Filipina mempunyai peluang untuk membuat preseden yang lebih positif, seperti yang telah mereka lakukan di masa lalu. Ini adalah sebuah anggota pendiri Perserikatan Bangsa-Bangsa dan salah satu negara yang memimpin mengatur perjanjian tersebut – Kovenan Internasional tentang Hak-Hak Sipil dan Politik – yang melindungi kebebasan berpendapat di seluruh dunia. Negara ini adalah salah satu negara demokrasi tertua di Asia, dan merupakan salah satu dari sedikit negara ASEAN yang melapor ke Pengadilan Kriminal Internasional (sebelum Presiden Duterte membahas hal ini).

Dan reformasi hukum seharusnya menjadi langkah awal. Untuk mengatasi ancaman serius yang dihadapi jurnalis, pihak berwenang Filipina juga harus melindungi mereka keamanan fisik dan berhenti mengajukan tuntutan pencemaran nama baik terhadap jurnalis yang bangkrut dan membungkam jurnalis yang liputannya mengungkap kesalahan pemerintah.

Contoh yang menakjubkan adalah penuntutan yang konsisten terhadap Maria Ressa, pendiri Rappler, sebuah situs web yang melaporkan berita tersebut. Meskipun sejumlah tuntutan pencemaran nama baik palsu terhadap Rappler dan Ms. Ressa kini telah diajukan memulangkan, dia masih menghadapi rentetan proses pidana dan perdata yang membuatnya harus mendekam selama beberapa dekade di balik jeruji besi dan denda jutaan dolar. Ini termasuk a hukuman atas pencemaran nama baik dunia maya dan hukuman hingga 6 tahun penjara karena berita kepentingan publik yang muncul di situs web Rappler tentang seorang hakim yang diduga korup yang menghadapi pemakzulan. Sementara Ressa memperjuangkan kebebasannya, dan pihak berwenang menutup lembaga penyiaran terbesar di negara itu – ABS-CBN – karena menentang Presiden, pesannya kepada wartawan jelas: tutup mulut, atau Anda yang berikutnya.

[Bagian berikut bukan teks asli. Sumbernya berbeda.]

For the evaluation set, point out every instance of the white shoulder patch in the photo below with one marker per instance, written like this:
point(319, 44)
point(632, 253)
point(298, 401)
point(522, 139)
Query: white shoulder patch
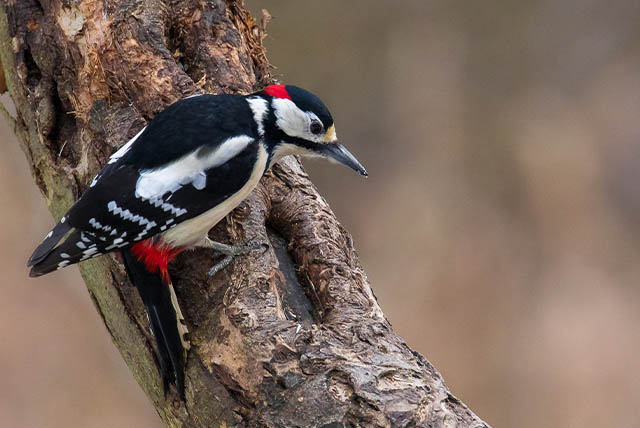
point(189, 169)
point(124, 149)
point(259, 107)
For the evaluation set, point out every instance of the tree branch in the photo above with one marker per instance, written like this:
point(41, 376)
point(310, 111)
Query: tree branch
point(290, 337)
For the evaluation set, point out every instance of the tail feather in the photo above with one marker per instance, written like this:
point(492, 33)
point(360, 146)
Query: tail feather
point(78, 246)
point(157, 295)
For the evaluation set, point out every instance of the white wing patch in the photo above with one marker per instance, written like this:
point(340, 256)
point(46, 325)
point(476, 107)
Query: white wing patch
point(124, 149)
point(259, 107)
point(189, 169)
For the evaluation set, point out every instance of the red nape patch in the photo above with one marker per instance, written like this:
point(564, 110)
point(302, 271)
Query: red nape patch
point(277, 91)
point(155, 257)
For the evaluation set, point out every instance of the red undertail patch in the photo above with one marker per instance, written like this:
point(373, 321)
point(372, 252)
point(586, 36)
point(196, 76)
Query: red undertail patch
point(277, 91)
point(155, 257)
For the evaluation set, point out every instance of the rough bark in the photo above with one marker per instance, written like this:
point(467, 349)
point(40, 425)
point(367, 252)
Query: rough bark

Beberapa tahun yang lalu, seorang pengacara muda Filipina cukup berani mengambil sikap menentang penggunaan hukum untuk membungkam pers. Pengacara ini mewakili Alex Adonis – jurnalis Davao yang dipenjara karena melaporkan perselingkuhan seorang politisi – di hadapan PBB dan telah meminta Filipina untuk mereformasi apa yang ia anggap sebagai undang-undang pencemaran nama baik yang “kejam” yang mengungkapkan betapa pemerintah “tidak aman dan tidak mampu bersaing.” di “pasar ide”. Dalam opini berikutnya, pengacara tersebut berargumentasi bahwa undang-undang pencemaran nama baik di dunia maya di Filipina mengandung “anggapan inkonstitusionalitas yang sangat kuat” dan bahwa penerapan hukuman pidana atas pencemaran nama baik adalah “sebuah pembangkangan terhadap PBB” yang memutuskan bahwa Filipina ‘ mempunyai kewajiban untuk memperhatikan.”

Pengacara muda itu tidak lain adalah Tuan Harry Roque – sebelum dia menjadi juru bicara Presiden Duterte dan benar-benar mengubah pendiriannya. Dan publikasi yang dia pilih untuk menerbitkan opininya? Rappler.com. – Rappler.com

Lord Neuberger adalah mantan presiden Mahkamah Agung Inggris dan ketua Asosiasi Pengacara Internasional Panel ahli hukum tingkat tinggi mengenai kebebasan media

Amal Clooney adalah seorang pengacara, profesor tamu di Columbia Law School dan penasihat khusus ketua Panel Pakar Hukum Tingkat Tinggi untuk Kebebasan Media. Dia memimpin tim penasihat internasional untuk Maria Ressa, bersama Caoilfhionn Gallagher QC.